Speaker
Description
The Large Hadron-electron Collider LHeC is a proposed upgrade of the LHC. An energy recovery linac would provide 60 GeV electrons to collide with the proton and nuclear beams from the HL-LHC and, eventually, with those from the HE-LHC and the FCC-hh. Working concurrently with the pp, pPb or PbPb LHC modes, it will provide ep (ePb) collisions in the TeV regime with luminosities $\sim 10^{34} (10^{33})$ cm$^{-2}$s$^{-1}$ to achieve integrated luminosities $\sim 1$ ab$^{-1}$ (10 fb$^{-1}$) in ten years. With a huge extension of the kinematical coverage with respect to HERA, down to $x \sim 10^{-6}$ in the perturbative region for the LHeC, it offers the possibility to establish the existence of the novel non-linear regime of QCD expected at small x.
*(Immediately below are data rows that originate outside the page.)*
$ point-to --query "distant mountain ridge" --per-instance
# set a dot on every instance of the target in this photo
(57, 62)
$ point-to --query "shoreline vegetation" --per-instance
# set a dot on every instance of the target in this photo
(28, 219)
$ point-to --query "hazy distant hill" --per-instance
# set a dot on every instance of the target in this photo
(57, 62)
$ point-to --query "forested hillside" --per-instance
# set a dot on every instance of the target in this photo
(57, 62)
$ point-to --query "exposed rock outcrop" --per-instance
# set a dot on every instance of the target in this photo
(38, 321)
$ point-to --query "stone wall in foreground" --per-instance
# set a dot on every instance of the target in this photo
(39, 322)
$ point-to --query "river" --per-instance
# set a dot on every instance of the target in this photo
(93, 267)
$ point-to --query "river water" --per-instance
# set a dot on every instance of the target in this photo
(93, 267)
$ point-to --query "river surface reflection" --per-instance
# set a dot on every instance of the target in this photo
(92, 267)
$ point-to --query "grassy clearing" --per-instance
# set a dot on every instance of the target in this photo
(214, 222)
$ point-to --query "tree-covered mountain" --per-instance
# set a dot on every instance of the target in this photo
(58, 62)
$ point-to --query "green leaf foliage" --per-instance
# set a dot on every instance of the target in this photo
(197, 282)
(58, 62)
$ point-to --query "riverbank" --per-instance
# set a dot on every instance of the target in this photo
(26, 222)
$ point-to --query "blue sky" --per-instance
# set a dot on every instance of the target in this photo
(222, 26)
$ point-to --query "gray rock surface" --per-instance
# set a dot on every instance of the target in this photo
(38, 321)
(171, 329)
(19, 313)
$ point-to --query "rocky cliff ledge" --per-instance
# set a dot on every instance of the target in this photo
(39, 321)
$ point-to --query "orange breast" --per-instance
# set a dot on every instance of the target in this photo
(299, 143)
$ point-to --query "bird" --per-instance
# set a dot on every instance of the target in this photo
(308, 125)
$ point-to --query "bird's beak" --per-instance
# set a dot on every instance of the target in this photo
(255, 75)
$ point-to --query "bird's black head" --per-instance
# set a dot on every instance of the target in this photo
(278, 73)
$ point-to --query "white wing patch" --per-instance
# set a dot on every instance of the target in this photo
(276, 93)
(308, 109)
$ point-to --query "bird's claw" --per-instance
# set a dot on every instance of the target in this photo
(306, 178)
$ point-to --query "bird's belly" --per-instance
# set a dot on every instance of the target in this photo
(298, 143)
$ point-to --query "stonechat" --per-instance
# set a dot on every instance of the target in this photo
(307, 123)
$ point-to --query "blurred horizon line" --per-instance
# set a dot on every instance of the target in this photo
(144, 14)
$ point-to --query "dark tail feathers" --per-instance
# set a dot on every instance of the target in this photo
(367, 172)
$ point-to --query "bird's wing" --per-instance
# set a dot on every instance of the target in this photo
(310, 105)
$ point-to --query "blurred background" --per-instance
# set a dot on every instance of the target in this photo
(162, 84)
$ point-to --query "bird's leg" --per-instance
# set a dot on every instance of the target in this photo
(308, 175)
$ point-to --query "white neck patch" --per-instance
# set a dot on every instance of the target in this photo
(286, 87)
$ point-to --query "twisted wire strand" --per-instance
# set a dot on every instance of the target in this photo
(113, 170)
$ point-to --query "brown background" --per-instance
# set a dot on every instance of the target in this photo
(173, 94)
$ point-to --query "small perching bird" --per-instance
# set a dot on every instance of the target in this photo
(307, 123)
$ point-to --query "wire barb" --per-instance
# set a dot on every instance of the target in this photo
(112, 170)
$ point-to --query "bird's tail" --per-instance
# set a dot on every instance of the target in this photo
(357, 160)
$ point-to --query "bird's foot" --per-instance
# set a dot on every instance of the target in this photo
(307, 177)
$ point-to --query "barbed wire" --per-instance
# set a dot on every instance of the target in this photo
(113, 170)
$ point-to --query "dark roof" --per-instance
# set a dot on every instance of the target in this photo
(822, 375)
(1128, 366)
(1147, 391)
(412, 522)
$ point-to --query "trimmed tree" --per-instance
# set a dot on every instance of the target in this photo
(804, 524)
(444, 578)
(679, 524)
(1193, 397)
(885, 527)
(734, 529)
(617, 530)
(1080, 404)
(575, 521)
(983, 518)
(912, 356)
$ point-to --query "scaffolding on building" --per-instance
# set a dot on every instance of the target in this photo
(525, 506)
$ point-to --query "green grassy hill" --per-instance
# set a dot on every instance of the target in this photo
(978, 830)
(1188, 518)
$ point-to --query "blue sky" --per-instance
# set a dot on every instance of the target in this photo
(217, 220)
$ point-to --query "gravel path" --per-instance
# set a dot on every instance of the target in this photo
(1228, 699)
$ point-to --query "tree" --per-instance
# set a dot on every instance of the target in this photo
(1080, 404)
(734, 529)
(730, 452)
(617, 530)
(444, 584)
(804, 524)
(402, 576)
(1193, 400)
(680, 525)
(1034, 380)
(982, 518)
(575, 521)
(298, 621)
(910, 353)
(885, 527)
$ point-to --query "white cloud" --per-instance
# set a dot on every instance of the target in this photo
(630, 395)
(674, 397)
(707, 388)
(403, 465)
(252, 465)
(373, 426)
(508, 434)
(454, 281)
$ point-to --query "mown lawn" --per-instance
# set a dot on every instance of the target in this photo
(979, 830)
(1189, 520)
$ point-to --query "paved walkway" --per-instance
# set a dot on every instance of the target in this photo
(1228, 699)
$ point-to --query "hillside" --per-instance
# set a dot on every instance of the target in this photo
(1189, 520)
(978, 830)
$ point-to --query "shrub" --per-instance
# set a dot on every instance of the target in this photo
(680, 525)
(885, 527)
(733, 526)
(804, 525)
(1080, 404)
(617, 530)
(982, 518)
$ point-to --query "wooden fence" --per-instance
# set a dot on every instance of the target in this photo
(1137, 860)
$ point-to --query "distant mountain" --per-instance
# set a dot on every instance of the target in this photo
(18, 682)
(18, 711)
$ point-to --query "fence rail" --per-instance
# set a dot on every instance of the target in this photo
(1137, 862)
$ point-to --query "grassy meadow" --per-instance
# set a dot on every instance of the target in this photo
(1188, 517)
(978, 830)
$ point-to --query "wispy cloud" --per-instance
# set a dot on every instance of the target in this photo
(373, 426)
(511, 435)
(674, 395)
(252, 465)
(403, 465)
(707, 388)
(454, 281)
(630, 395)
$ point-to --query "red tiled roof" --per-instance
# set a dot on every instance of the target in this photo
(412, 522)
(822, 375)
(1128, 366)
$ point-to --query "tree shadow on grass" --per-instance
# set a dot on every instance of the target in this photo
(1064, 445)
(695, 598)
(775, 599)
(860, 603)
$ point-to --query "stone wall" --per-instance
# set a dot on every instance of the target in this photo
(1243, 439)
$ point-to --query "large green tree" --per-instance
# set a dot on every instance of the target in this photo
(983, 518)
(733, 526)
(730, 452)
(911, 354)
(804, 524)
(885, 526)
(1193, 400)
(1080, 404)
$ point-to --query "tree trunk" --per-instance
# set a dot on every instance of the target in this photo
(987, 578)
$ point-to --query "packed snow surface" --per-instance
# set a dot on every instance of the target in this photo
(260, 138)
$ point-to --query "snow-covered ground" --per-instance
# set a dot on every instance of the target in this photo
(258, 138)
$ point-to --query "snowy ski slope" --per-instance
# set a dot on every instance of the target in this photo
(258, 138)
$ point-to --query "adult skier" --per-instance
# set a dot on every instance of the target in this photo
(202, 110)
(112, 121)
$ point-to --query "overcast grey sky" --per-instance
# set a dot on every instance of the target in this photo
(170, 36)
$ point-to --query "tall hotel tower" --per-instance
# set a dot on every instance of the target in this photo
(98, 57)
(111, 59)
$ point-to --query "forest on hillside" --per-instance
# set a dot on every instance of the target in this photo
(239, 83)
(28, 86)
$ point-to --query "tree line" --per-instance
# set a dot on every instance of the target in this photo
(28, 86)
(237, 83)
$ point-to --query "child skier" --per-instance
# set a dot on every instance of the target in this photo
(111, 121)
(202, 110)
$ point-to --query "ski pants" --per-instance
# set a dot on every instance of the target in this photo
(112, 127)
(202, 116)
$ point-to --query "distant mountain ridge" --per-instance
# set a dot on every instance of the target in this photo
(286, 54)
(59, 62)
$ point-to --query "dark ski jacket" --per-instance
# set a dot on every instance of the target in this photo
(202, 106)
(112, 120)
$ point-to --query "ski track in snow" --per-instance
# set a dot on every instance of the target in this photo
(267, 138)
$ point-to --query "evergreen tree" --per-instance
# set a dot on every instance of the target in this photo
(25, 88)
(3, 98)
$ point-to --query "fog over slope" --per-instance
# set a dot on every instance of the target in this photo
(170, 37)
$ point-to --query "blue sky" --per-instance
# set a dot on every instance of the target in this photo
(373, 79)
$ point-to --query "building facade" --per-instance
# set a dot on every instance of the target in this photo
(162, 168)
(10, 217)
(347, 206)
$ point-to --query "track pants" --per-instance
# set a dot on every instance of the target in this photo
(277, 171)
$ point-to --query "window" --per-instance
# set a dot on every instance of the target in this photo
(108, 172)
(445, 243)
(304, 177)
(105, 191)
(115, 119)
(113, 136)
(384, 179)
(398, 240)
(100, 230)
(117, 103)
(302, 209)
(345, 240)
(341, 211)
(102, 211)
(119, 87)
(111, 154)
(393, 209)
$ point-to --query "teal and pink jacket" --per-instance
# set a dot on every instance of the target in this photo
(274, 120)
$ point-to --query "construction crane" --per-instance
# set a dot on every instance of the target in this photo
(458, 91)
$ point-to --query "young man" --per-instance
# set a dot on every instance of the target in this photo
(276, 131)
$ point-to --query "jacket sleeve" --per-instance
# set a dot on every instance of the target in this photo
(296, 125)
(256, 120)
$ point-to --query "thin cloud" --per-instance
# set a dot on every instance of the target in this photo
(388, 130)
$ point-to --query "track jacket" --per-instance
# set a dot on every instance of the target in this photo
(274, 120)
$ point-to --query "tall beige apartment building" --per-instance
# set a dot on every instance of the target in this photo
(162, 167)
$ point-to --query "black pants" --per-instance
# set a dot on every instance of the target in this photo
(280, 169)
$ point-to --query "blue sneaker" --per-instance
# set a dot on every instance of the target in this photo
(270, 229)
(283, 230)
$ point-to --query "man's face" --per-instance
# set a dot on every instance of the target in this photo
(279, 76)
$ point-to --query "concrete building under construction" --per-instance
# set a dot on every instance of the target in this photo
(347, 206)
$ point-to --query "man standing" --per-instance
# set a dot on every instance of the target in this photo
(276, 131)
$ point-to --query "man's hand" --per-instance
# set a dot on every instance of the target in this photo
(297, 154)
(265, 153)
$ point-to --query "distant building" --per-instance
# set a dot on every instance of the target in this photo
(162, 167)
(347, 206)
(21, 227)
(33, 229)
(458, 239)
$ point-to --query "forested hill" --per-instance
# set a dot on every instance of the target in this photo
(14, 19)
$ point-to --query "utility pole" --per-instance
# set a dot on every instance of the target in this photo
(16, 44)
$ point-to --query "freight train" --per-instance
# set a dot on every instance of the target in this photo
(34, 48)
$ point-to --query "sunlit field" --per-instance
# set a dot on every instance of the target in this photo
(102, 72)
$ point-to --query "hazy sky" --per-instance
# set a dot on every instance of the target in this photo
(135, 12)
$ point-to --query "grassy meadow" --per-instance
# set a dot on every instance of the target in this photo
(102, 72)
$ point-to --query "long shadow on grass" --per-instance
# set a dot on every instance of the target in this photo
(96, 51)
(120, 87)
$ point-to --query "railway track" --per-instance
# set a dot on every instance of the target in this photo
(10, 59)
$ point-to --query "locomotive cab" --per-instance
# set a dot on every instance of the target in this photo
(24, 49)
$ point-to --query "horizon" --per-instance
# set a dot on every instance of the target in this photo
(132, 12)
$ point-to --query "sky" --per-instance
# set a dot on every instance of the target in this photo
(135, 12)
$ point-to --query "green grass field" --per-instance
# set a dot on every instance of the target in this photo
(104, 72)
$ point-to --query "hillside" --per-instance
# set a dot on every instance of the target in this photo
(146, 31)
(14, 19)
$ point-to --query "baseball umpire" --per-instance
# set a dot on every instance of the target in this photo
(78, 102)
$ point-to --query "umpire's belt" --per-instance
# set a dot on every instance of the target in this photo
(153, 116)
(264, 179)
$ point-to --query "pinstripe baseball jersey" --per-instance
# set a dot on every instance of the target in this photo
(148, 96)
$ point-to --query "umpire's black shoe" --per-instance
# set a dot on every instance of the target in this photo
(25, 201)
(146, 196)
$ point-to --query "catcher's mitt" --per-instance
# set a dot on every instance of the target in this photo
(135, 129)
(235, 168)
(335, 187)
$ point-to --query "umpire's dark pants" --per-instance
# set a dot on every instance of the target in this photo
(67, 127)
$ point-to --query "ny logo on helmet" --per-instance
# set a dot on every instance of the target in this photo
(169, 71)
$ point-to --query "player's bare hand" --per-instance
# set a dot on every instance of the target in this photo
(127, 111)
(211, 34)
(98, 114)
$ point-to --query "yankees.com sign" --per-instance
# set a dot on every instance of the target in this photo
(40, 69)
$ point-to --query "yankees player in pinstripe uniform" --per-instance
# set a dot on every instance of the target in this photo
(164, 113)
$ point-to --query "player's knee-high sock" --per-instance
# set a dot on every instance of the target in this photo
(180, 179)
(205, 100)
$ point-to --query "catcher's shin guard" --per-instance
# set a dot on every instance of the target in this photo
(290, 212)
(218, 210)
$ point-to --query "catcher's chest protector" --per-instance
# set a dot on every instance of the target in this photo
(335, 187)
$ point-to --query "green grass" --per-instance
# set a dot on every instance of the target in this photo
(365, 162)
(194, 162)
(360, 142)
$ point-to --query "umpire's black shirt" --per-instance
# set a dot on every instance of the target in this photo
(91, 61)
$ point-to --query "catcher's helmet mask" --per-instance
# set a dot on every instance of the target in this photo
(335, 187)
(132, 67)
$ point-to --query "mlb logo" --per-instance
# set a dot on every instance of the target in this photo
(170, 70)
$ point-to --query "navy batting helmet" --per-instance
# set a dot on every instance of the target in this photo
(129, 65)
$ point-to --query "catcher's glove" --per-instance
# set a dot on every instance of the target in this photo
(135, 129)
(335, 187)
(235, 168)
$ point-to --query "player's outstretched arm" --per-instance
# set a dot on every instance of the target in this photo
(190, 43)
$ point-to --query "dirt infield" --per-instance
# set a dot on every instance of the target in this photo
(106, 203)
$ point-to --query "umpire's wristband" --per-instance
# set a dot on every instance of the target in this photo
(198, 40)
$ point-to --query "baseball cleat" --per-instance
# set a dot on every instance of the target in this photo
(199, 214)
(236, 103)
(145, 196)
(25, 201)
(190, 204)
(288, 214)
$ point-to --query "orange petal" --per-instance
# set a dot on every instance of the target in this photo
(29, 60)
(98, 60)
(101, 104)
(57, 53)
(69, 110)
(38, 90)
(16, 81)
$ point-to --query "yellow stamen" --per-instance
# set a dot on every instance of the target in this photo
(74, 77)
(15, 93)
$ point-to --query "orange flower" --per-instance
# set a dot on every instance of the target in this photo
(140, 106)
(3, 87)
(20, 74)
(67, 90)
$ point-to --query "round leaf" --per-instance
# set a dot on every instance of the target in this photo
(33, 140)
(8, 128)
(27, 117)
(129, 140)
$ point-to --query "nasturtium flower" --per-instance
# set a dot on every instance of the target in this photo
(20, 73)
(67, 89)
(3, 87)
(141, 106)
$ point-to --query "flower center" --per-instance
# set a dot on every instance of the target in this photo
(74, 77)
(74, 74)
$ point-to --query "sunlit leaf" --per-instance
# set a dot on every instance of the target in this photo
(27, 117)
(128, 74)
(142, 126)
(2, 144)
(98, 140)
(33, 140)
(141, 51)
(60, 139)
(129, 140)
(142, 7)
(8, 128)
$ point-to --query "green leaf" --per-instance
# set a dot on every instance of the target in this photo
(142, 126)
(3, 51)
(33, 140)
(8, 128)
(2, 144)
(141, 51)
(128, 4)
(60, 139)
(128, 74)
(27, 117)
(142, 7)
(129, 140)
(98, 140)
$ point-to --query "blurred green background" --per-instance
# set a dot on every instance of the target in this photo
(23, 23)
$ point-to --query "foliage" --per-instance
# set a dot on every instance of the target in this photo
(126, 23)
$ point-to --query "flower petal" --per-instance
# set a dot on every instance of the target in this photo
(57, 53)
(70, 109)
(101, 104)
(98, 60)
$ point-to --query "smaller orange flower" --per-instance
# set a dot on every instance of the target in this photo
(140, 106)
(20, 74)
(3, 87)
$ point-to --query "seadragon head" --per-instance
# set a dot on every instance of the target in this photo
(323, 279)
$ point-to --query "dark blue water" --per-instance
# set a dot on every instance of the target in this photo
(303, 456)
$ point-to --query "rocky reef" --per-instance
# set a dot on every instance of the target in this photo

In this talk we discuss the opportunities that non-diffractive measurements at the LHeC offer for determining: (i) the small-x partonic structure of protons; (ii) the eventual breaking of the standard picture based on fixed-order perturbation theory and; (iii) the mechanism, linear or non-linear, for such breaking. For the latter, the use of both proton and nuclear beams should be crucial. This information would be very important for understanding the small system puzzle observed in pp and pPb collisions at the LHC.